Relasi Ulama dan Umara dalam Mewujudkan Kepemimpinan Islam Sejati

  • Opini

Oleh: Bunda Nurul Husna

Suaramubalighah.com, Opini —Beberapa media mengunggah kabar kunjungan Kapolri Jenderal Listyo Sigit Prabowo ke beberapa pondok pesantren di Jawa Timur pada Rabu (20/8/2025) lalu. Di antaranya adalah kunjungan silaturahmi Kapolri ke Ponpes Langitan Tuban dan Ponpes Majma’al Bahroin Hubbul Wathon Minal Iman Shiddiqiyyah Ploso Jombang. Kunjungan itu disinyalir bertujuan mempererat sinergi ulama dan umara dalam menjaga kamtibmas serta merawat persaudaraan, kesatuan, dan persatuan bangsa. Kapolri juga menyampaikan amanat Presiden untuk menjaga kerukunan, sekaligus mengajak para ulama berperan aktif dalam pembangunan. Mulai dari penguatan ketahanan pangan, swasembada, hingga pengembangan SDM unggul menuju generasi emas 2045, seraya meminta doa dan masukan agar Polri dapat bekerja lebih baik sesuai harapan masyarakat.

Kunjungan Kapolri ke beberapa ponpes di Jawa Timur dengan membawa pesan menjaga kerukunan dan memperkuat sinergi ulama dan umara, sekilas tampak positif. Karena memang demikianlah seharusnya. Umara atau para pemimpin pemerintahanlah yang mendatangi ulama sebagai ahli ilmu agar kepemimpinannya sesuai syariat, amanah, dan tidak zalim pada rakyatnya.

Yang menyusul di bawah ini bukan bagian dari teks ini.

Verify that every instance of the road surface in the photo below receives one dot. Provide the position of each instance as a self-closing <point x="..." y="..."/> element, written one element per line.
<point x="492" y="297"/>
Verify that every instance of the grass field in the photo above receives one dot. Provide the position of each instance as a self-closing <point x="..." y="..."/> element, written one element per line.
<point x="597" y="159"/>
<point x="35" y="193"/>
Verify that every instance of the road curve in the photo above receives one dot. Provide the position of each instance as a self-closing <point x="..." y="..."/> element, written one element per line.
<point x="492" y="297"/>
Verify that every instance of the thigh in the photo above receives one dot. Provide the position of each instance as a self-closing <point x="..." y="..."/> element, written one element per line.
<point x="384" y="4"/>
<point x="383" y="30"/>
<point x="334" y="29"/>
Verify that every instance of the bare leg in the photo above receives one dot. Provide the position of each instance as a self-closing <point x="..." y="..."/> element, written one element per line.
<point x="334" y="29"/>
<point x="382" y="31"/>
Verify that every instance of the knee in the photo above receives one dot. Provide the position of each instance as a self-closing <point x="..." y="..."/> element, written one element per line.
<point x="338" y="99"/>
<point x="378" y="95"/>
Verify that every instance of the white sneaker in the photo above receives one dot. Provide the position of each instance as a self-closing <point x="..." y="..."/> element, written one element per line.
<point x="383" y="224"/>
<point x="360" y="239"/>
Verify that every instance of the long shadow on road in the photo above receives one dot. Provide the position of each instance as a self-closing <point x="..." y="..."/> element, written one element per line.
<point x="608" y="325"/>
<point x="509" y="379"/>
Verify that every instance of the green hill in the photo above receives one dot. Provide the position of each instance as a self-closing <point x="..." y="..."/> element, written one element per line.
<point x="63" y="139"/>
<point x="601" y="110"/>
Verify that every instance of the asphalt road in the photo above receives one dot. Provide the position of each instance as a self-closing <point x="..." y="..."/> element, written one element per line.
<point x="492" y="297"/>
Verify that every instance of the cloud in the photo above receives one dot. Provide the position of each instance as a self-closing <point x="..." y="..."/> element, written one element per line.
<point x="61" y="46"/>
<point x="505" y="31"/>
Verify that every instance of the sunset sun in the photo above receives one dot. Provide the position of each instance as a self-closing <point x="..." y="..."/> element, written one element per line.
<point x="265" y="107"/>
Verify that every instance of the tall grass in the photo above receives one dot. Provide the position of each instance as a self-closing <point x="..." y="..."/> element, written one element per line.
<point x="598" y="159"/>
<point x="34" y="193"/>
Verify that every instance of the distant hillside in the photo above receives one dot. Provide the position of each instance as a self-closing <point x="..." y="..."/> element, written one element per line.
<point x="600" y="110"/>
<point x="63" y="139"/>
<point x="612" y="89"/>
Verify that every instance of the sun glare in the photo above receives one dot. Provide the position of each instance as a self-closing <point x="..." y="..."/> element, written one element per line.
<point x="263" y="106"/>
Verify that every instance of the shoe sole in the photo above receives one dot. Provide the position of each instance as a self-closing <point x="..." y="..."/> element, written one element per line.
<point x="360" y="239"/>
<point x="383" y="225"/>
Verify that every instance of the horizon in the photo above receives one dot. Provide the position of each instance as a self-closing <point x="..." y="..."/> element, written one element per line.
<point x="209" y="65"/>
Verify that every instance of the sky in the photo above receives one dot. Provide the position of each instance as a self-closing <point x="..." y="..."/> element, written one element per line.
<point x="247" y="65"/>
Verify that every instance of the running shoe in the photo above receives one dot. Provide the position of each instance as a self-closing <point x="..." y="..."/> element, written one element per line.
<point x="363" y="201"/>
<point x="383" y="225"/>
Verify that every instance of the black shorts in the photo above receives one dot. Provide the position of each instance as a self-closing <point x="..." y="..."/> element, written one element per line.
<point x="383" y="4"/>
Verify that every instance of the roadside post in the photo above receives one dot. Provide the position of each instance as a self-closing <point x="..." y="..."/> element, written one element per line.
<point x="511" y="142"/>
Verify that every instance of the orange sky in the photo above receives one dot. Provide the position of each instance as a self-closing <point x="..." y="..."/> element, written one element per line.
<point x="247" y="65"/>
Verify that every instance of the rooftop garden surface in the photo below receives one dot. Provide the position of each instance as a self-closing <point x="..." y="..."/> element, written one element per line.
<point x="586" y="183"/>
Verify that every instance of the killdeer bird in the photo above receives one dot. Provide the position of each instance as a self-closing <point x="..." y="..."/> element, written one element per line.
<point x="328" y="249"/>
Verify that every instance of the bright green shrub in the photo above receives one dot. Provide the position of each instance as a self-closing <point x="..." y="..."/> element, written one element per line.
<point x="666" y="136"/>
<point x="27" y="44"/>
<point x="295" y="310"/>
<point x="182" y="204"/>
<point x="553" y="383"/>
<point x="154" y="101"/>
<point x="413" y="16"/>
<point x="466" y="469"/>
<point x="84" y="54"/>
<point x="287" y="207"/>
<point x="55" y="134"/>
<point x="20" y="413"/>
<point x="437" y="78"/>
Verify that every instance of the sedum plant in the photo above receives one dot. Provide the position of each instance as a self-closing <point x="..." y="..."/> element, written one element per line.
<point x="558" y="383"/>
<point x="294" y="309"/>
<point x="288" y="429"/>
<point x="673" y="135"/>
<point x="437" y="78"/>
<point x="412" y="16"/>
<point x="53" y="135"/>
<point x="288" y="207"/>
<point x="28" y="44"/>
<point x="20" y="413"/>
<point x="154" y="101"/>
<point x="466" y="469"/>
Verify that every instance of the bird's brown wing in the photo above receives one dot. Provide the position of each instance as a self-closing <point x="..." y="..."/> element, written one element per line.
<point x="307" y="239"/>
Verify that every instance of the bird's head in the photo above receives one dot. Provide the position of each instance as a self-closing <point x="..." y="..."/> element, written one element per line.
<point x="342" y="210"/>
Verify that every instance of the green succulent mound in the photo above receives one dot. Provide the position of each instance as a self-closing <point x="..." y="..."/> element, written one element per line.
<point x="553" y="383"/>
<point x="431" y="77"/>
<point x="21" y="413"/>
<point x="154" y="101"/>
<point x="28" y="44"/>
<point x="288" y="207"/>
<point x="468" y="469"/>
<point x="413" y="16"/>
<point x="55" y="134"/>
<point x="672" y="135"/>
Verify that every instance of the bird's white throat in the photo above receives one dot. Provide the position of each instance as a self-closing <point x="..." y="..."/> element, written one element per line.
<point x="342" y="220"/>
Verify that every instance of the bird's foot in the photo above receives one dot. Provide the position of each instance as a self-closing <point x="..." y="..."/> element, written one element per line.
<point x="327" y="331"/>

Namun dalam bingkai politik demokrasi sekularistik seperti hari ini, perlu sikap kritis dalam memaknai kunjungan umarapada ulama. Demokrasi tidak peduli halal-haram. Agama tidak diberi ruang untuk mengelola masyarakat dan negara. Sepak terjang dan kebijakan politik apa pun sah dilakukan, meski bertentangan dengan agama. Oleh karena itu, penting untuk menyikapi fakta yang ada secara mendalam dengan kacamata Islam.

Terkait hal ini, ulama tidak boleh diposisikan sebagai legitimator bagi kebijakan politik penguasa (umara). Karena ulama adalah pemberi koreksi ideologis terdepan, mengawal umaraagar sesuai dengan tuntunan syariat. Ulama tidak boleh berkata sesuai selera umara, tapi hendaknya berkata-kata sesuai dengan hukum syarak.

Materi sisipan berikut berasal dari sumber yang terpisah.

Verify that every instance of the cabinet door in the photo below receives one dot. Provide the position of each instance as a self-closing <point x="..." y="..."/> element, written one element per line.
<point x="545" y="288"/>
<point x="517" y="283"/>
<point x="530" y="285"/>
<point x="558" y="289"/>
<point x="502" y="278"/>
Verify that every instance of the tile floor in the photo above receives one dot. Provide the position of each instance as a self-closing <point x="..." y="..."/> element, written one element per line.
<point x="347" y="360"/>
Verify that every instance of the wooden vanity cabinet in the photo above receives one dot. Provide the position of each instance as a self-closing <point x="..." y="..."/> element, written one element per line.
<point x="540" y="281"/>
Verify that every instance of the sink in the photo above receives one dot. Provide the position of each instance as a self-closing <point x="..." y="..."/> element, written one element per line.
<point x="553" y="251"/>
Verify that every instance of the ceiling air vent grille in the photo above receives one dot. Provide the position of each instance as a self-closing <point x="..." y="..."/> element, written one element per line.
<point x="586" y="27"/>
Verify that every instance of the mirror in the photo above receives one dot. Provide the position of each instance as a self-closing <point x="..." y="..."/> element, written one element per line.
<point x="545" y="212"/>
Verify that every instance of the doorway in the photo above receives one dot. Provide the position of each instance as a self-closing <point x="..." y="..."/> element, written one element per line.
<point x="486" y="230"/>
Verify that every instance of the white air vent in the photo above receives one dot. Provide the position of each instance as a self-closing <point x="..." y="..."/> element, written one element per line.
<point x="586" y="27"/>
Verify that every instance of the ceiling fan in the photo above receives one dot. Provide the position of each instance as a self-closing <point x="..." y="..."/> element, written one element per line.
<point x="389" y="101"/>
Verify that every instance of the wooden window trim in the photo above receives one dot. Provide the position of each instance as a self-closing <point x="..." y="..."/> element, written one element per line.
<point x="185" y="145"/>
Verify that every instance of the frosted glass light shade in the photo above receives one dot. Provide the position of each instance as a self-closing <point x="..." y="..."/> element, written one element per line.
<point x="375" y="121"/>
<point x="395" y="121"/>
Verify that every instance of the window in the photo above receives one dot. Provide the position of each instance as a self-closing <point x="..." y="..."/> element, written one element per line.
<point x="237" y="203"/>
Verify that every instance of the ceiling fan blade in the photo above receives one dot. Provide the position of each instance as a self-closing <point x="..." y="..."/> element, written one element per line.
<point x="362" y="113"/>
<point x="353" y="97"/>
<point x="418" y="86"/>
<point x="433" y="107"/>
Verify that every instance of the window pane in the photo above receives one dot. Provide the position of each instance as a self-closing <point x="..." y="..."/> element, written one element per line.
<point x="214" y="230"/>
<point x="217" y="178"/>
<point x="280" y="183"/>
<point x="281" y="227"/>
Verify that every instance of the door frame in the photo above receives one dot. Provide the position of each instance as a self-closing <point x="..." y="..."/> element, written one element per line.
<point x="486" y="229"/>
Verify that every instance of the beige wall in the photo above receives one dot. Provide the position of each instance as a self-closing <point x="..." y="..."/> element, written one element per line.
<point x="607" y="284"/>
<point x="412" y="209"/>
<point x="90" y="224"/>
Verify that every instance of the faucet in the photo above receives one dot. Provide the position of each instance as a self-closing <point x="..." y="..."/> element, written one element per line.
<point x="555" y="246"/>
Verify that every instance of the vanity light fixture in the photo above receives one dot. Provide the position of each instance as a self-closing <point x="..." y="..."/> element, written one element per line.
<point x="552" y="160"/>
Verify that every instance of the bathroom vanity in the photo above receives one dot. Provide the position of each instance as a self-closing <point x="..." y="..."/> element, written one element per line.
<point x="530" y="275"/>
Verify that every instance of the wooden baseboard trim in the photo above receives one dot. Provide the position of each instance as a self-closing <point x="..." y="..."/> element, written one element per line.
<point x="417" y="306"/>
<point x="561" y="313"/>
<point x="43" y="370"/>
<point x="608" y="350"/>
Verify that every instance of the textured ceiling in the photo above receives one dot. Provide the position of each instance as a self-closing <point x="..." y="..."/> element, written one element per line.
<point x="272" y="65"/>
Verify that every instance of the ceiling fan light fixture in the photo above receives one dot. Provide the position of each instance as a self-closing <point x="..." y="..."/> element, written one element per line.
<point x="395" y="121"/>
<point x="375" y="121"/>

Adapun tentang kebutuhan mewujudkan persaudaraan dan kerukunan, serta menguatkan persatuan dan kesatuan, Islam telah memberikan panduannya. Sesungguhnya ikatan persaudaraan dan persatuan yang paling kokoh adalah yang didasari oleh akidah Islam. Bukan sekadar persatuan karena maslahat tertentu atau fanatisme ashabiyah yang sempit dan lemah seperti nasionalisme. Dan dalam hal ini tentu ulama memiliki posisi strategis. Di samping sebagai pembimbing umat dengan Islam, ulama pun menjadi perekat yang mengokohkan persatuan umat atas dasar akidah Islam.

Ulama dan Umara

Secara bahasa (lughah), ulama berasal dari kata berbahasa Arab,‘ulama, bentuk jamak (plural) dari ‘alim, artinya orang yang berilmu, ilmuwan atau peneliti dalam disiplin ilmu apa pun. Lalu kata ulama diserap dalam bahasa Indonesia dan mengalami pergeseran makna menjadi orang yang ahli dalam ilmu agama Islam. Sebagaimana dalam Kamus Besar Bahasa Indonesia (KBBI), ulama diartikan sebagai orang yang ahli dalam hal pengetahuan agama Islam.Sedangkan umara bermakna pemimpin pemerintahan.

Islam menyebut orang-orang yang khusus mendalami syariat Islam dengan sebutan fuqaha dan ulama. Sebutan fuqaha disandarkan pada firman Allah Ta’ala, “Dan tidak sepatutnya orang-orang mukmin itu semuanya pergi (ke medan perang). Mengapa sebagian dari setiap golongan di antara mereka tidak pergi untuk memperdalam pengetahuan agama mereka (liyatafaqqahuu fii ad-diini) dan untuk memberi peringatan kepada kaumnya jika mereka telah kembali agar mereka dapat menjaga dirinya.”(QS. At-Taubah/9: 122). Sedangkan sebutan ulama disandarkan pada firman Allah Ta’ala, “.. Di antara hamba-hamba Allah yang takut kepada-Nya hanyalah para ulama. Sungguh Allah Maha Perkasa lagi Maha Pengampun.(QS. Fathir/35: 28).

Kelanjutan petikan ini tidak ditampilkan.